Generating Assembly Code
Due Sunday, December 23
Having generated intermediate code, you
are now faced with actually generating assembly.
Unless it is impossible for you, you should be generating assembly code
for an x86 machine running either
- Linux , with gcc installed, or
- Windows, with cygwin installed. To install cygwin on a windows machine, go
to http://www.cygwin.com
and click on "install now". When asked to select packages, click "devel" and then
scroll down to make sure that the box in the "bin" column next to
"gcc" is checked. This will ensure that gcc is included in the cygwin package.
If you do not have easy access to such a machine, please contact Amir.
On the course web page, there are several assembly references. The
first one to look at is
the Linux Assembly HOWTO, although the only sections that are
relevant are those for gcc and gas (the Gnu assembler). Then, look at
the 386
Assembly Reference Manual to see the syntax of the assembly instructions
that the Gnu assembler recognizes.
Here's the basic idea:
- Your compiler will generate an assembly file with a ".s" extension.
- The assembly file will be assembled and linked using gcc, as follows
gcc foo.s bar.c bif.o
where, for example, foo.s is the output of your compiler and bar.c and bif.o
are other files containing, say, library functions that can be called from
the source program.
- Programs written in the source language should be able to call C
procedures. Therefore, you should make sure that you use the
same calling convention (i.e. how parameters are passed, how result
values are returned from a function, which registers are saved by
whom) that gcc uses on your system.
An external C procedure can be used simply by putting a forward declaration
in the source program with the same name. For example, if the
external C procedure is of the form
void foo(int n)
{ ... }
then in the source program the forward declaration
Procedure foo(n: integer); forward
should appear.
The pre-defined procedures writestring, readstring,
writeint, and readint can simply be defined in C, as,
for example,
void writestring(char *s)
{ printf("%s",s);
}
The linker will then be able to link the code from your .s file and
the .c file together.
- The body of the main program (i.e. the outermost block) should be compiled
into an assembly procedure named
main. Thus,
this code will be the first code executed (just like the main()

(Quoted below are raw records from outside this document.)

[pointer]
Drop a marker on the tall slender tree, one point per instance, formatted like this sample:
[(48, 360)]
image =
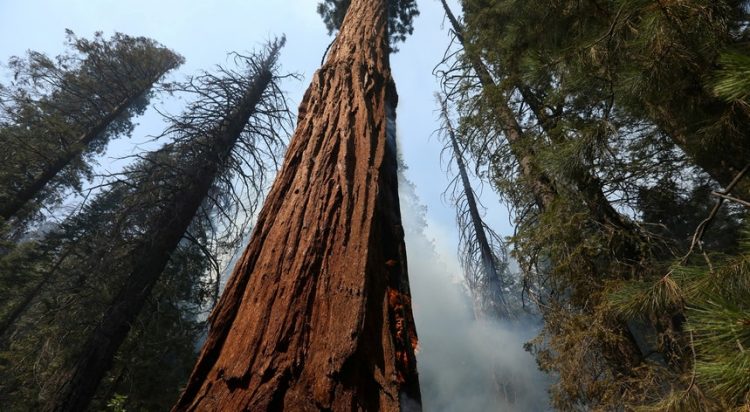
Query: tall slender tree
[(481, 248), (59, 113), (317, 313), (231, 124)]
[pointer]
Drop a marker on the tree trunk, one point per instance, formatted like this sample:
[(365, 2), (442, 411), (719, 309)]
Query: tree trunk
[(317, 314), (33, 187), (488, 295), (623, 357), (22, 306), (74, 388)]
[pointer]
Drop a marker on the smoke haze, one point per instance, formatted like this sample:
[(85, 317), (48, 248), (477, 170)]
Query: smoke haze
[(464, 365)]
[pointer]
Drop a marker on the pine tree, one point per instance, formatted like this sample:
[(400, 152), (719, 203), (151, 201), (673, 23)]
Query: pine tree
[(230, 125), (317, 313), (481, 251), (619, 101), (59, 113)]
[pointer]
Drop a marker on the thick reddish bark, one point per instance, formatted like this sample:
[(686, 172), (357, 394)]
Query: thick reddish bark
[(316, 315)]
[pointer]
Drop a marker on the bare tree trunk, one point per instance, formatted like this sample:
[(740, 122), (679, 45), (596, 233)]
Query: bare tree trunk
[(33, 187), (75, 387), (317, 314)]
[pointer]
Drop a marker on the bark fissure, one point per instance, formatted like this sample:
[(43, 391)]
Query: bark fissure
[(322, 332)]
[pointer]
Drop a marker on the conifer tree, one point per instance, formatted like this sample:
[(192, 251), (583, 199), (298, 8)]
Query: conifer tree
[(59, 113), (481, 251), (317, 314), (228, 133), (622, 101)]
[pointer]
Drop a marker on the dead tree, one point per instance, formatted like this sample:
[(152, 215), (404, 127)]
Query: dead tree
[(479, 244), (206, 138), (317, 313)]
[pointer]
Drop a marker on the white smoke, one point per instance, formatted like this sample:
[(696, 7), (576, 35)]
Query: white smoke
[(464, 365)]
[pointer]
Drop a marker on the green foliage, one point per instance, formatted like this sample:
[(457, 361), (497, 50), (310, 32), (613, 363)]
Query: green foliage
[(632, 113), (401, 15), (58, 114)]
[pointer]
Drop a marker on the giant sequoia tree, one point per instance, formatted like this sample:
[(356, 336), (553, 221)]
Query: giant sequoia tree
[(317, 313), (60, 112)]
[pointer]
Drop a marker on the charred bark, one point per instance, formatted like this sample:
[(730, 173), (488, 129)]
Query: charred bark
[(75, 387), (317, 313)]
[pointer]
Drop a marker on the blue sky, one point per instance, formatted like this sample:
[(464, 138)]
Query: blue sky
[(205, 31)]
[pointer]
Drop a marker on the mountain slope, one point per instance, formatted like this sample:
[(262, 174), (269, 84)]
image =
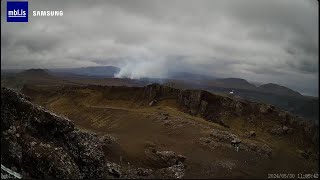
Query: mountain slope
[(194, 123), (40, 144), (277, 89)]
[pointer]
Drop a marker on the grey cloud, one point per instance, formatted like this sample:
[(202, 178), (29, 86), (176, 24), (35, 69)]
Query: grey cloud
[(267, 41)]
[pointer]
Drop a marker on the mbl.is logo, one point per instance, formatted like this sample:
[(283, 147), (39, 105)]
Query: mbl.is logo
[(17, 11)]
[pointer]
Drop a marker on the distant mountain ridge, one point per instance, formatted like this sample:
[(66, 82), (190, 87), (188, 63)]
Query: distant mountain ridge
[(102, 71), (277, 89)]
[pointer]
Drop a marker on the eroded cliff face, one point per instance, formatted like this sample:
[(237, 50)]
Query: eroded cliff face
[(224, 110), (41, 144), (37, 143)]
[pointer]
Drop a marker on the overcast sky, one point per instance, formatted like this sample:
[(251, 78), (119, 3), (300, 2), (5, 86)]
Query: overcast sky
[(258, 40)]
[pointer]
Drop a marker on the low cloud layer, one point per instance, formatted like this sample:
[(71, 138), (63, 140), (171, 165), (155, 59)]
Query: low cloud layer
[(263, 41)]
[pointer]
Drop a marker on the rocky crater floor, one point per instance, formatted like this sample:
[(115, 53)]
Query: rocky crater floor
[(149, 132)]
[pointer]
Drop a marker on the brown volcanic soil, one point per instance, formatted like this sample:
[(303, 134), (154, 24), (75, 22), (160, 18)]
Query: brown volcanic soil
[(124, 113)]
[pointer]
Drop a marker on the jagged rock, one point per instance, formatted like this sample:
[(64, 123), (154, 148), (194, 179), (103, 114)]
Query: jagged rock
[(252, 134), (144, 172), (172, 172), (265, 149), (50, 144), (165, 158), (114, 170), (153, 102), (107, 139), (203, 107)]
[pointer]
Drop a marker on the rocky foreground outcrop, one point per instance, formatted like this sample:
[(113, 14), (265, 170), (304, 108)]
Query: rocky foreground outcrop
[(37, 143), (220, 109)]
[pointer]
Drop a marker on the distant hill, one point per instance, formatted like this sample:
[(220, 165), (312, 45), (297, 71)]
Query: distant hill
[(35, 72), (99, 71), (235, 83), (277, 89)]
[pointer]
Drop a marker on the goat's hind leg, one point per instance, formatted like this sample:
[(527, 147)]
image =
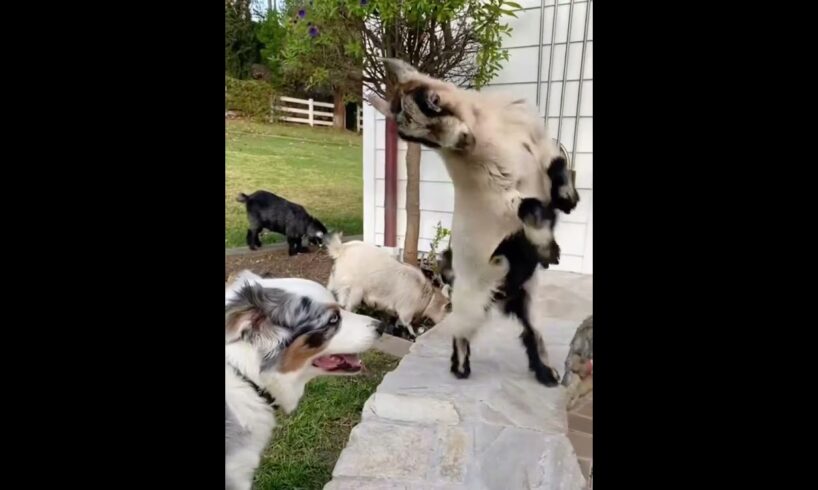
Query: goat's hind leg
[(532, 341), (469, 310)]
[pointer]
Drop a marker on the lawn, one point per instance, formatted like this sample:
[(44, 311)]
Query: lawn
[(319, 168), (306, 444)]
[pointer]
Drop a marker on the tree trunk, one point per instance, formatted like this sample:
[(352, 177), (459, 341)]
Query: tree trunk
[(410, 245), (339, 111)]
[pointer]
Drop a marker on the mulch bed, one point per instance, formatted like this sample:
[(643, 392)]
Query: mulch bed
[(315, 265)]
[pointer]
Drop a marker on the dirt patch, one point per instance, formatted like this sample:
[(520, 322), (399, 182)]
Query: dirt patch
[(315, 265)]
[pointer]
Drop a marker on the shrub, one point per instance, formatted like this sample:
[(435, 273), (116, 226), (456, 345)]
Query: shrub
[(251, 98)]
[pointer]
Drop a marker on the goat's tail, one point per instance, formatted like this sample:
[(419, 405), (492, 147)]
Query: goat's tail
[(334, 245)]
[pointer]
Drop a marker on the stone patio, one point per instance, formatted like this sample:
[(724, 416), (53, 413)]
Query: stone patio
[(499, 429)]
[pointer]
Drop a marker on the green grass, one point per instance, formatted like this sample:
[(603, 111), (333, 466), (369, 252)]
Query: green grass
[(307, 443), (319, 168)]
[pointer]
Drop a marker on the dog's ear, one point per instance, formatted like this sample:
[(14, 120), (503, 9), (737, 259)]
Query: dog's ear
[(398, 71), (248, 312)]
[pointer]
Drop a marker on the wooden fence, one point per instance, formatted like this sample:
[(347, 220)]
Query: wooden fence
[(303, 111)]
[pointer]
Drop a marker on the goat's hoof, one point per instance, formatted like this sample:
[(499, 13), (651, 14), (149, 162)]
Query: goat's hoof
[(549, 377)]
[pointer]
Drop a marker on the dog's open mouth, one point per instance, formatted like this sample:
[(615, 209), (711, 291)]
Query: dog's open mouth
[(348, 363)]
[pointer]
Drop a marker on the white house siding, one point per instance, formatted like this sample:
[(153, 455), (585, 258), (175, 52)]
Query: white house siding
[(575, 231)]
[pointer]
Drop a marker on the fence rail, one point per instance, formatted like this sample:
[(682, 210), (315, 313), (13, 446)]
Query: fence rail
[(288, 113)]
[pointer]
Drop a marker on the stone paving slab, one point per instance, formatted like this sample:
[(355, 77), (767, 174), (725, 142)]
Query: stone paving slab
[(497, 430)]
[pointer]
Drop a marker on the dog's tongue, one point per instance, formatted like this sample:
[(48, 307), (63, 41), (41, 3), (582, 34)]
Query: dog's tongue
[(352, 360)]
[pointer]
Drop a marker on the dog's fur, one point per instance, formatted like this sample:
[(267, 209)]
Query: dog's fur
[(579, 373), (279, 334), (368, 274), (267, 210), (499, 157)]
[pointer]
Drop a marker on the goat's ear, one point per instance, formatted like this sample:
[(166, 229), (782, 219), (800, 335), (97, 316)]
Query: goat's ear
[(398, 71), (378, 103)]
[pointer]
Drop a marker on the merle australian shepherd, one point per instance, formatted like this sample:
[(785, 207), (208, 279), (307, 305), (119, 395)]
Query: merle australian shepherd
[(267, 210)]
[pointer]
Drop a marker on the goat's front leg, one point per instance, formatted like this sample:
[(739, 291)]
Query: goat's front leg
[(563, 194)]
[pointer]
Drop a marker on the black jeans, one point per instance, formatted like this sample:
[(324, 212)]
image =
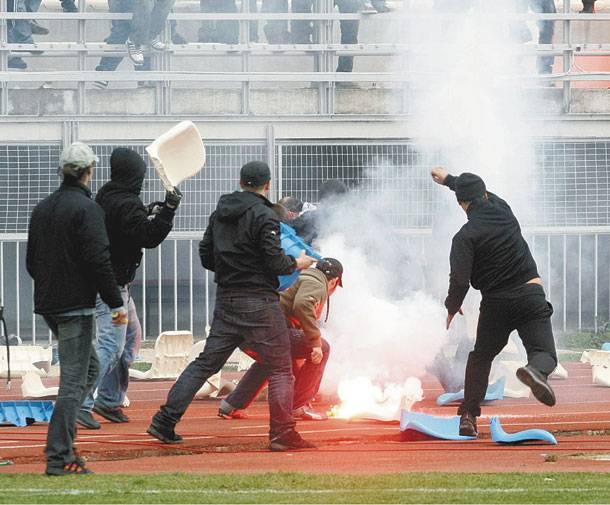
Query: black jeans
[(251, 322), (307, 378), (79, 369), (225, 32), (524, 309)]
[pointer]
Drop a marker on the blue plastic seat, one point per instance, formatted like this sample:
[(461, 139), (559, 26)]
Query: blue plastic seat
[(25, 412), (292, 244), (445, 428), (495, 391), (535, 435)]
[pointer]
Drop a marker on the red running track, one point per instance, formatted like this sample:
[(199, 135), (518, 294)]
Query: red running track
[(580, 421)]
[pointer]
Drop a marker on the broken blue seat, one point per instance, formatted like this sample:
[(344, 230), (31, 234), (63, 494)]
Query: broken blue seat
[(445, 428), (25, 412), (495, 391), (535, 435)]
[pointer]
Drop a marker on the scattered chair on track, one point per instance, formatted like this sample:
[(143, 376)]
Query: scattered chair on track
[(171, 356)]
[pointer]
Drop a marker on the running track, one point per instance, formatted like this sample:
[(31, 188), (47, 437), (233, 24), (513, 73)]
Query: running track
[(580, 421)]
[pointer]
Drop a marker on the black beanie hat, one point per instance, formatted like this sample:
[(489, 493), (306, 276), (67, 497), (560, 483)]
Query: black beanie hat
[(255, 174), (469, 187)]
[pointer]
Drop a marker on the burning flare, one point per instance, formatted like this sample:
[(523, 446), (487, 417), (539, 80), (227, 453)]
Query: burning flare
[(360, 398)]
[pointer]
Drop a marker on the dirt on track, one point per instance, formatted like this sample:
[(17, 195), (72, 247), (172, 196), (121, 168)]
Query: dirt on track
[(580, 421)]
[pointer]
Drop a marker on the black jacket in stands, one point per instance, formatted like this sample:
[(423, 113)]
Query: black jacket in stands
[(68, 254), (488, 252), (242, 245), (128, 224)]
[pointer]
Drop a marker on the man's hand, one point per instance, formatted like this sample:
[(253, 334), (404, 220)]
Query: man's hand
[(173, 198), (316, 355), (439, 174), (304, 261), (451, 316), (119, 316)]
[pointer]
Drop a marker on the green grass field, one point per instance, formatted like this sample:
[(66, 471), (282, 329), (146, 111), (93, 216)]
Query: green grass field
[(302, 488)]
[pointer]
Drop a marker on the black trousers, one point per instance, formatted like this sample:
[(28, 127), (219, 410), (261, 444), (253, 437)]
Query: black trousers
[(524, 309)]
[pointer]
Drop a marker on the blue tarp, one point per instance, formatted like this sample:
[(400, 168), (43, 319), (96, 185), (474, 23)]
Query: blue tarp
[(25, 412)]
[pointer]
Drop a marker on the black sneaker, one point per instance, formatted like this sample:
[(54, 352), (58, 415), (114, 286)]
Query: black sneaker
[(76, 467), (38, 29), (86, 420), (164, 433), (113, 415), (290, 441), (537, 383), (468, 425), (17, 63)]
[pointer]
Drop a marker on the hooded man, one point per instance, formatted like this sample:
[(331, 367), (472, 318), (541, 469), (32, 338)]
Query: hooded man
[(241, 245), (490, 253), (130, 228), (302, 305), (68, 258)]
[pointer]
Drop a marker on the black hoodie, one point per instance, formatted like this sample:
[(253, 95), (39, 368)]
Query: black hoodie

procedure in a C program).
The very first thing you should
do is write a simple C program and look at the assembly code that gcc generates
for it. You do this by
gcc -S simple.c
where simple.c is your simple program. gcc will generate an assembly file
called simple.s . Your compiler should use the same naming convention (for
function names) and calling convention. Note that in some versions of
gcc/gas, function and procedure names have a "_" prepended to the front of
them (hence, those names in assembly look like "_main", "_foo", etc). In
other versions of gcc/gas, the names in assembly look just like the names
in C. Just take a look at the simple.s file that you generate to see
what your version of gcc does.
Please consult the directory
Assembler programs samples. This
directory contains in file "pas.lib.c" a C code for the I/O functions
"readint", "writeint", readstring", and "writestring". File
"pas.lib.s" contains assembler code for these four routines. In
addition, the directory contains 4 samples of assembly code that
invokes these routines.
Restrictions
To simplify the assignment, your compiler should not accept
declarations or operations on records. All assignments should be
between integers, booleans, and strings. Only integers, booleans, or
strings are acceptable as parameters.
Any violation of these restrictions should be flagged as an error with
the error message "Not currently implemented".
Sizes of Values
- Integers are 32-bit signed quantities
- Booleans occupy 32 bits. The false value is represented as 0 and
the true value as 1.
- The elements of an array are allocated contiguously. Each element
of an array occupies a multiple of 32 bits (you will notice that no
value of any type occupies less than 32 bits). On the stack, the
lowest indexed element of an array occupies the lowest address
(i.e. the address of a[n] is always lower than a[n+1]). We only allow
(possibly multi-dimensional) arrays of integers and booleans, but not
of strings. Arrays cannot be passed as parameters.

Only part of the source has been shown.